Pimentel was an on again, off again student at PSU in the late 1960s before he was drafted and sent to Vietnam. It was there that his life was changed forever.
An explosion during the war gave Pimentel hearing loss and tinnitus. When he returned to Portland, he and others were subject to injustices because of their disabilities. This eventually led him on his career in diversity-based disability attitude training.
When back at the University after Vietnam, he bonded with another student, Art Honeyman, an author with cerebral palsy who was equally interested in civil rights for people with disabilities. Honeyman is one of many people Pimentel looks forward to seeing again when he returns next week.
“It was a time of great social change and questioning,” Pimentel said. “I came back with a hearing loss, and [Portland State] just seemed to be swept up in this whole sea of change.”
Pimentel’s story was recounted in a 2007 feature film, The Music Within, starring Ron Livingston as Pimentel and Michael Sheen in a much-lauded performance as Honeyman. The film follows Pimentel’s life, from his childhood, to his time at Portland State, to his leadership role in the 1981 landmark disability attitude training program Tilting at Windmills and his contributions to the 1990 Americans with Disabilities Act.
Much of the film was shot on-location at Portland State–on Pimentel’s insistence.
“That was the Petri dish that my ideas were put in to grow,” he said of PSU. “It just seemed like a natural kind of thing to do.”
A one-off campus screening of The Music Within eventually led Pimentel to be asked to be a commencement speaker this year.
Student body President Rudy Soto–who had never heard of Pimentel until seeing the movie–was a major factor in bringing Pimentel onboard.

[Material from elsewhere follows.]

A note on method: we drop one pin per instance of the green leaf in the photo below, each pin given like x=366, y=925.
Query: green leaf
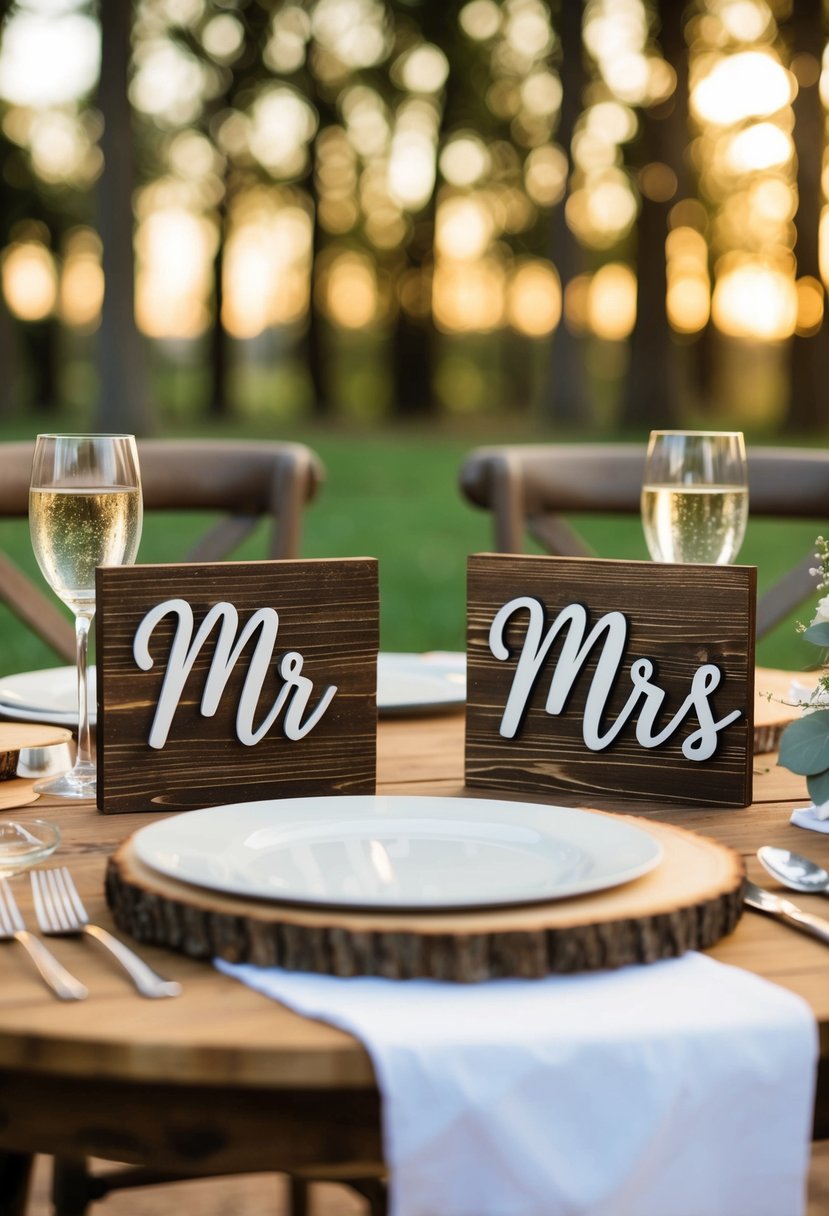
x=805, y=744
x=818, y=634
x=818, y=787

Soto was so impressed with Pimentel’s story, he took it upon himself to bring him in as the commencement speaker. After meeting with the Alumni Office and talking to University Relations, Soto and others–including students in the Disability Advocacy Cultural Association–were able to secure his speaking engagement.
“Usually they pick a politician or someone with a recognizable name, and I think this year we have somebody who has actually done something that means a lot,” Soto said.
Pimentel, who is currently developing an employer training program that would support the transition of disabled and wounded veterans into the workforce, does not merely want to tell students at graduation how they should live their lives. He wants to give them empowerment.
He wants to tell graduates that they can find their own inspiration within themselves.
“I’m a huge believer in the title of that movie [The Music Within],” Pimentel said. “Most people go to their graves with their music still inside them. You search so long to find your music.”